I pause on the precipice. She doesn’t know this idiom, I think. If I had a tic, her answer would’ve toggled it into overdrive. I reflect further. Has she been snooping? Is Calliope (that double-timing bitch of a muse) switch-hitting on me in the night? What if GfB’s also scribbling some kind of “Malchik iz Brukleen?” Good thing, at least, I’d showered only minutes before each time we’d engaged. I like futzing around in the soil of flower-beds; I just don’t want to smell like a gardener in bed-beds.
If this job blows, I’ll likely blow with it. I’m just tired of feeling, when all is said and done, useless."
***************
All that is great, like I said, it appeals to me in a linquistic kind of way, but as to the reality of the story, for me he shines in the passages relating to his children. When lines of ink come into full bloom that we can perceive as truth, the naked kind, then you have no choice but to say, "Well done."
***************
"You are, grave girl, my daughter, and you, brave boy, my son. No writ shall write—however rote— that felicitous fact undone. From the first orgasmic token till the three of us lie dead, our thread shall not be broken, nor the rigor of it gainsaid. Your sperm are mine, re-booted; your egg, my alter-egg— no drop of which shall be denied unless you both renege. You’re a splash of my libido, a dash of my posthaste, a burst of brash albedo, élan vital to taste. You are, bright boy, my soldier, and you, sprite girl, my sun; so let the brace of you bestir the tale we’ve just begun.
“Oh, and kids… De mortuis, nil nisi bonum, however tempting. ‘K?”
Today, the kiddoes come to lunch. Spring break for them; dreary job search for me once again. I invite them over for popcorn shrimp and Gatorade—their favorite—in my little garden.
“An artist,” I tell her, “goes off in search of fame and fortune, only to first learn death and derision. Some come back with glory. Most, however, come back wearing sackcloth. It’s a fact, Jack.”
She looks at me and blinks. So young and tender-hearted. So unfair it is she has me for a daddy. However, I at least have the good sense not to let her read Bryson. She could do worse."
***************
"My guy and I go for Japanese; it’s our ritual. Best little sushi-house in town right there in his Windsor Terrace ‘hood. He goes for Japanese the way oysters go for pearls: with something more than a shrug, something less than shoulders pumping like a camshaft. We talk baseball, school, chicks, and I realize—not for the first time—that I adore this little guy.
He asks whether we can stop the film mid-reel. I tell him “Sure. No problem.” And then, barely concealing tears, he asks me whether he can ask me something. In child-speak, I sense this means heavy. Confession. Something deep, personal, painful. Else, why the preamble?

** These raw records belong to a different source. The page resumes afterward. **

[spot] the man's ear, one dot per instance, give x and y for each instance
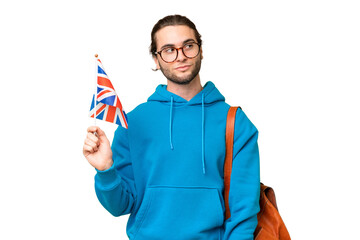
(156, 62)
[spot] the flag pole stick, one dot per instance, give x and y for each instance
(95, 94)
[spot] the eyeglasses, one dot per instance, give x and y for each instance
(170, 54)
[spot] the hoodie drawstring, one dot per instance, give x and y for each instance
(203, 133)
(202, 128)
(170, 124)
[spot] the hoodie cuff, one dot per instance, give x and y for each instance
(107, 179)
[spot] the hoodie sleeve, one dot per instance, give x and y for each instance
(244, 182)
(115, 187)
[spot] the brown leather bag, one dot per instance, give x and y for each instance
(270, 225)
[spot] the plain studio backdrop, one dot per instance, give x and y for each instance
(293, 66)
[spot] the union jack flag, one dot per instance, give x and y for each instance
(108, 106)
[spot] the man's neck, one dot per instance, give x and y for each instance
(187, 91)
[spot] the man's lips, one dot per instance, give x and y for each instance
(183, 68)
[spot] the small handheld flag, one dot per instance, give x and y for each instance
(105, 103)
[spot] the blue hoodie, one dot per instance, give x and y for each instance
(168, 170)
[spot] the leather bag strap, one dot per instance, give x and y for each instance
(229, 141)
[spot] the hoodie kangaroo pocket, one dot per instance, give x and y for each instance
(180, 213)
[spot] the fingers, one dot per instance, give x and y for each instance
(96, 129)
(91, 143)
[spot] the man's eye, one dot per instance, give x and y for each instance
(169, 50)
(189, 46)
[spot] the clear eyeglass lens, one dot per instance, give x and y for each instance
(190, 50)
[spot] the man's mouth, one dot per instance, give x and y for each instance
(183, 68)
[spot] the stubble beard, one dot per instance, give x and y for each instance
(182, 80)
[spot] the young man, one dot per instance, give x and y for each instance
(166, 169)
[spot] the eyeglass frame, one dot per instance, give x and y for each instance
(177, 52)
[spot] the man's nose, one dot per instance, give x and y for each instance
(181, 57)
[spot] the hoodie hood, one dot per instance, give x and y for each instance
(209, 95)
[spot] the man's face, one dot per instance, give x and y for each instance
(183, 70)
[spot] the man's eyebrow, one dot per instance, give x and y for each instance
(173, 45)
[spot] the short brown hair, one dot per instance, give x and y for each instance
(171, 20)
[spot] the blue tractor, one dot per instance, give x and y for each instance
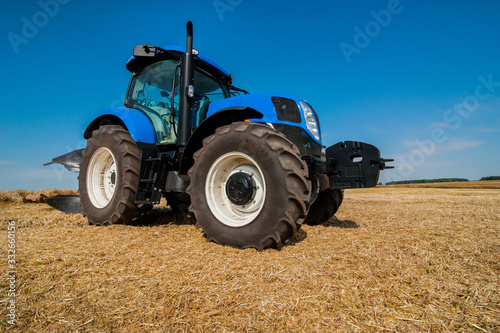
(250, 167)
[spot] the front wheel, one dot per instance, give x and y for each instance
(326, 204)
(109, 174)
(248, 187)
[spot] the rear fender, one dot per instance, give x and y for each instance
(134, 121)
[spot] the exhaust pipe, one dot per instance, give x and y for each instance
(187, 89)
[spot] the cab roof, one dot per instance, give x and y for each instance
(136, 64)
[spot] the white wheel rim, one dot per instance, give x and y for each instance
(101, 178)
(224, 210)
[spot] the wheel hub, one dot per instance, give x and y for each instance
(240, 188)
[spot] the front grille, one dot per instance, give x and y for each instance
(286, 109)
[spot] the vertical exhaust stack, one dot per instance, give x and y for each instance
(187, 90)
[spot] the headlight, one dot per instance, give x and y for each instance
(311, 123)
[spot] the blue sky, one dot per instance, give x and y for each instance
(419, 79)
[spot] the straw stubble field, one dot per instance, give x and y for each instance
(394, 259)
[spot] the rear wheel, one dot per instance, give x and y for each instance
(109, 174)
(248, 187)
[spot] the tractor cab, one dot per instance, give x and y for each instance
(155, 88)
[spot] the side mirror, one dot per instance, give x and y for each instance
(144, 50)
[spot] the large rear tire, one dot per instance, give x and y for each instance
(248, 187)
(109, 175)
(326, 204)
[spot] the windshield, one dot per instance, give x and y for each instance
(156, 92)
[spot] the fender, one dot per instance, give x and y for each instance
(208, 126)
(133, 120)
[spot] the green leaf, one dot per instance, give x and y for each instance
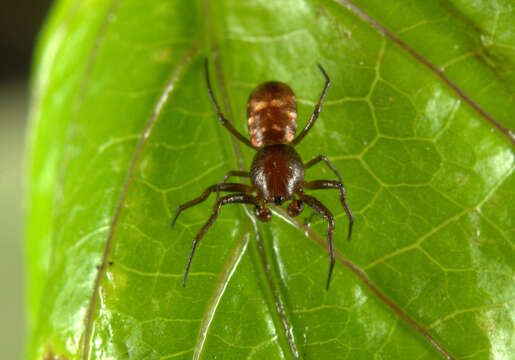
(415, 120)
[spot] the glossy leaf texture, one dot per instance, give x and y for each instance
(123, 132)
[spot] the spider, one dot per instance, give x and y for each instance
(277, 171)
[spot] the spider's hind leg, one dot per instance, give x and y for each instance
(228, 199)
(326, 214)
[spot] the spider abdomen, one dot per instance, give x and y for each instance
(272, 114)
(277, 172)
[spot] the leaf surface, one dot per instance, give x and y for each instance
(123, 133)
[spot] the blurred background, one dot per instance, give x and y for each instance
(19, 25)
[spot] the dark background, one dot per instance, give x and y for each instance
(20, 21)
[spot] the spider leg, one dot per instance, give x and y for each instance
(331, 184)
(228, 175)
(228, 199)
(316, 112)
(326, 214)
(219, 113)
(218, 187)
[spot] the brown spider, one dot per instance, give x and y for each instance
(277, 171)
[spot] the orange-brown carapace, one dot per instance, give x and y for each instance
(272, 114)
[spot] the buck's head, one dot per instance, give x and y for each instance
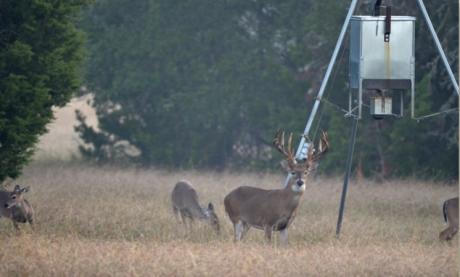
(212, 218)
(299, 170)
(16, 197)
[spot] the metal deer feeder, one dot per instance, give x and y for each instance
(382, 61)
(381, 68)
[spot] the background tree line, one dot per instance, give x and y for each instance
(205, 84)
(41, 52)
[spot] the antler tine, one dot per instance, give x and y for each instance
(290, 156)
(289, 150)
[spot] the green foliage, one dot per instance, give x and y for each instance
(39, 54)
(206, 84)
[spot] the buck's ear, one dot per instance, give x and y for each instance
(285, 166)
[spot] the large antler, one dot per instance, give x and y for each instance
(278, 143)
(323, 146)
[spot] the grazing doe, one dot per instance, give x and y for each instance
(450, 211)
(185, 202)
(273, 210)
(13, 205)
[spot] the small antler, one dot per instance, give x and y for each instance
(278, 143)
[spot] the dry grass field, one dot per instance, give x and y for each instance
(118, 222)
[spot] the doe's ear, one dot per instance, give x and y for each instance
(285, 166)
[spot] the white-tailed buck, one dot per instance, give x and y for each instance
(185, 203)
(450, 211)
(273, 210)
(14, 206)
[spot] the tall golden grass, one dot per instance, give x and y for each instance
(118, 222)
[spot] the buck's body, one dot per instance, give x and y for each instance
(450, 211)
(19, 210)
(185, 203)
(274, 209)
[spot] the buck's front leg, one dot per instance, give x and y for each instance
(284, 236)
(268, 233)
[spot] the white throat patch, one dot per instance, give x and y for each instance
(296, 188)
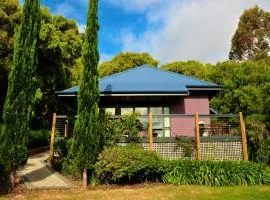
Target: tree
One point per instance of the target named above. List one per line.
(21, 89)
(9, 19)
(124, 61)
(85, 146)
(60, 46)
(190, 68)
(252, 37)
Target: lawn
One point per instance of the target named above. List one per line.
(144, 192)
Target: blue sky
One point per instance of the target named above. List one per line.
(170, 30)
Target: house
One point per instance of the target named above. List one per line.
(172, 98)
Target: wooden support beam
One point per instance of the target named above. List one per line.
(52, 139)
(197, 136)
(150, 131)
(244, 137)
(85, 178)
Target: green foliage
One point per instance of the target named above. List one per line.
(130, 164)
(86, 139)
(214, 173)
(190, 68)
(38, 138)
(187, 144)
(124, 61)
(258, 140)
(21, 90)
(111, 130)
(246, 89)
(9, 19)
(251, 39)
(131, 127)
(60, 46)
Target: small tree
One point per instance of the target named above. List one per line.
(85, 146)
(21, 89)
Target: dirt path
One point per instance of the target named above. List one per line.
(37, 175)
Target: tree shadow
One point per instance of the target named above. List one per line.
(38, 174)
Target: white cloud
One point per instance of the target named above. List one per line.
(105, 57)
(82, 28)
(135, 5)
(195, 29)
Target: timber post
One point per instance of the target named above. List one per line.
(52, 139)
(197, 134)
(244, 137)
(150, 131)
(85, 178)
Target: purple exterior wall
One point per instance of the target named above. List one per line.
(185, 125)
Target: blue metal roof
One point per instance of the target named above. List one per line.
(147, 80)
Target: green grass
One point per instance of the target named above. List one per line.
(151, 191)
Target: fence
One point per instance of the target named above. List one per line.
(201, 137)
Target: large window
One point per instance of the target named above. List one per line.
(161, 118)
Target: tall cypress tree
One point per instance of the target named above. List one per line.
(85, 144)
(21, 88)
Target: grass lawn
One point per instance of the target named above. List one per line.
(143, 192)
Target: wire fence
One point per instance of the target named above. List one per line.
(220, 135)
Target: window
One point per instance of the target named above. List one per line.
(161, 118)
(126, 110)
(141, 110)
(111, 111)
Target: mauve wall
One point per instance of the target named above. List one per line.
(185, 125)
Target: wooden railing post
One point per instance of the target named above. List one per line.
(197, 134)
(150, 131)
(244, 137)
(85, 178)
(52, 139)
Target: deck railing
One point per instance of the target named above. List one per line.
(219, 135)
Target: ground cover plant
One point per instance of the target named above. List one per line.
(216, 173)
(130, 164)
(133, 164)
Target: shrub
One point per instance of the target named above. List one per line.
(216, 173)
(130, 164)
(38, 138)
(61, 147)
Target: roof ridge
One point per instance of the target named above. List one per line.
(125, 71)
(186, 76)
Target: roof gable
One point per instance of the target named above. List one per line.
(147, 80)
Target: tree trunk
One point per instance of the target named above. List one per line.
(84, 178)
(12, 179)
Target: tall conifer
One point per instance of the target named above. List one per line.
(21, 88)
(85, 145)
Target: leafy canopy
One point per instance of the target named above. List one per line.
(124, 61)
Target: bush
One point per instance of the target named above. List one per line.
(130, 164)
(216, 173)
(38, 138)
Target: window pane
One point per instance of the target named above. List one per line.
(156, 110)
(166, 122)
(167, 133)
(126, 110)
(166, 110)
(157, 133)
(141, 111)
(157, 122)
(111, 111)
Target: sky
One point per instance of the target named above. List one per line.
(169, 30)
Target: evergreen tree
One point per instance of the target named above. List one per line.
(21, 88)
(251, 39)
(85, 144)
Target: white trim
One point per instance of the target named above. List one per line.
(145, 94)
(73, 95)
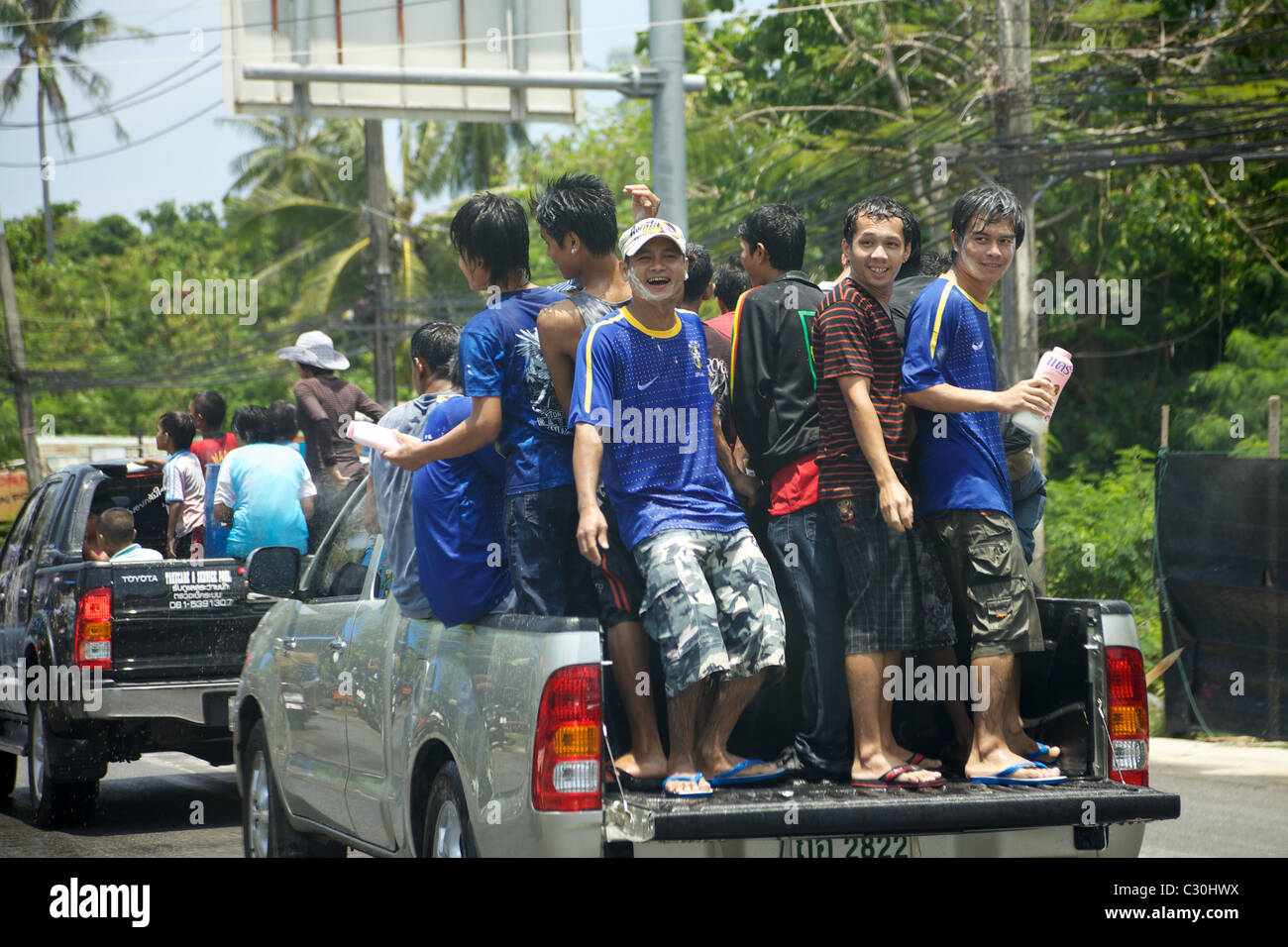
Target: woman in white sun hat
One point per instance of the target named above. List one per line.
(321, 398)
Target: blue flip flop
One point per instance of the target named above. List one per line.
(730, 777)
(1041, 751)
(695, 780)
(1005, 777)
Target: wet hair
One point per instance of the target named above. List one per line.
(934, 263)
(179, 427)
(884, 209)
(992, 202)
(732, 281)
(436, 346)
(211, 406)
(282, 420)
(781, 230)
(492, 230)
(116, 526)
(580, 204)
(699, 270)
(252, 424)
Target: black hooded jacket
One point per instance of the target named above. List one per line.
(772, 384)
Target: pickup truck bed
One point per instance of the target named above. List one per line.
(413, 738)
(804, 809)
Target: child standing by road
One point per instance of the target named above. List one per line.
(184, 487)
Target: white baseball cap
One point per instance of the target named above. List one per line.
(644, 231)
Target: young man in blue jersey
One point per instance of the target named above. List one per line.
(578, 215)
(513, 402)
(708, 599)
(949, 372)
(458, 501)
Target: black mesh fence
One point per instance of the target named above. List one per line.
(1222, 532)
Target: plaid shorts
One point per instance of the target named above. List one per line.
(711, 605)
(993, 596)
(898, 594)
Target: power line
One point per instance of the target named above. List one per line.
(127, 101)
(132, 145)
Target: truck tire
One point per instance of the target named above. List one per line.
(447, 819)
(266, 830)
(53, 802)
(8, 774)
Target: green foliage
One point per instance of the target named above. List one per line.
(1100, 540)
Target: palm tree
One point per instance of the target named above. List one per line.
(301, 157)
(465, 155)
(48, 35)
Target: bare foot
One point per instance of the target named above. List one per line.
(898, 753)
(1022, 745)
(642, 768)
(1004, 759)
(881, 768)
(721, 762)
(687, 785)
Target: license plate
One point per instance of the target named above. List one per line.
(851, 847)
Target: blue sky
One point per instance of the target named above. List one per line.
(191, 162)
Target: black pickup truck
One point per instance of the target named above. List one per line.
(101, 663)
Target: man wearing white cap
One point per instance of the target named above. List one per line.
(709, 602)
(320, 401)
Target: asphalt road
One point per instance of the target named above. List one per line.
(1234, 802)
(166, 804)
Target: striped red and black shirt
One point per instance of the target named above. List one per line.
(853, 335)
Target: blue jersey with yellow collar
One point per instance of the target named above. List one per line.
(648, 393)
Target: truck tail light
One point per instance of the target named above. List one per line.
(1128, 716)
(94, 629)
(566, 764)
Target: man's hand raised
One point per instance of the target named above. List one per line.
(592, 535)
(644, 202)
(896, 506)
(406, 454)
(1030, 394)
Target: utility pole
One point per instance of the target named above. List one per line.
(670, 169)
(18, 365)
(377, 213)
(1014, 99)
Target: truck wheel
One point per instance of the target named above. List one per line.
(53, 802)
(8, 774)
(447, 821)
(266, 830)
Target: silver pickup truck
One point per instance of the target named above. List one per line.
(359, 728)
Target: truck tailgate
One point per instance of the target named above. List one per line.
(175, 620)
(816, 809)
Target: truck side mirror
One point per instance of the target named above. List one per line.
(273, 571)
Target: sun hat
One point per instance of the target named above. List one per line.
(644, 231)
(316, 350)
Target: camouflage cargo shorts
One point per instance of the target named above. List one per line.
(711, 605)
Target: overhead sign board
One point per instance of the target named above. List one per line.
(389, 37)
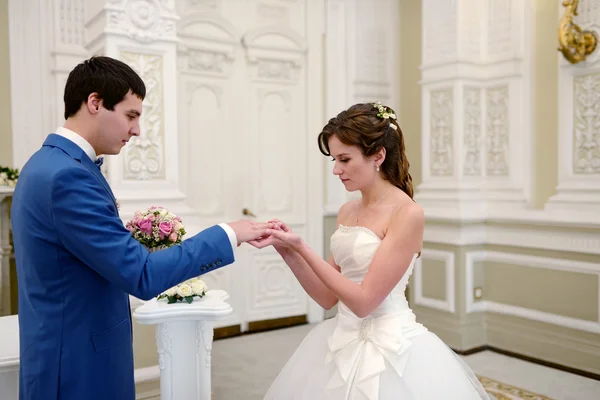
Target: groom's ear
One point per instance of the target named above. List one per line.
(94, 103)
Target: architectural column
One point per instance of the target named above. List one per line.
(578, 187)
(476, 145)
(142, 33)
(476, 115)
(362, 66)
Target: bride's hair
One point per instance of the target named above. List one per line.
(371, 127)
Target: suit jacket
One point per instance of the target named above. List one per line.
(76, 266)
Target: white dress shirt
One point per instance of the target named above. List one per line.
(91, 153)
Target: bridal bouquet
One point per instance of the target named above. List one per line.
(185, 291)
(156, 228)
(8, 176)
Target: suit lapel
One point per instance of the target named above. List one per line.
(89, 164)
(78, 154)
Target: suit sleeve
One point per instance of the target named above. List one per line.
(89, 227)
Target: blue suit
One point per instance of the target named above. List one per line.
(76, 266)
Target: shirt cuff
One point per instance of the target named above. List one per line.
(231, 234)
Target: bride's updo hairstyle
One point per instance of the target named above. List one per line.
(372, 126)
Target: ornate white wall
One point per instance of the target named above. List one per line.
(579, 124)
(477, 133)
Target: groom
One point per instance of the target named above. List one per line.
(76, 262)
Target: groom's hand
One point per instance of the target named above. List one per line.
(246, 230)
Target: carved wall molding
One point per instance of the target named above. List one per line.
(275, 54)
(488, 67)
(209, 45)
(144, 21)
(497, 131)
(586, 124)
(473, 139)
(144, 156)
(441, 141)
(578, 119)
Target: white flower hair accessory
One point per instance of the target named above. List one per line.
(385, 113)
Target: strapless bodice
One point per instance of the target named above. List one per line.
(353, 249)
(362, 348)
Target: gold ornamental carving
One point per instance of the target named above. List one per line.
(574, 43)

I take a deep breath. I have my own theories, of course—have had since the beginning."
***************
"I like that. I like that he, at thirteen, may already have a better eye than I do, at fifty-four. I like that he risked showing them to me, which is always a bit daunting for a kid. But he did. And I told him: “Yours are better.”
I’d like both of my kids to become artists—whatever the cost, first to me for as long as I’m still around, then to them once Vera and I are both gone."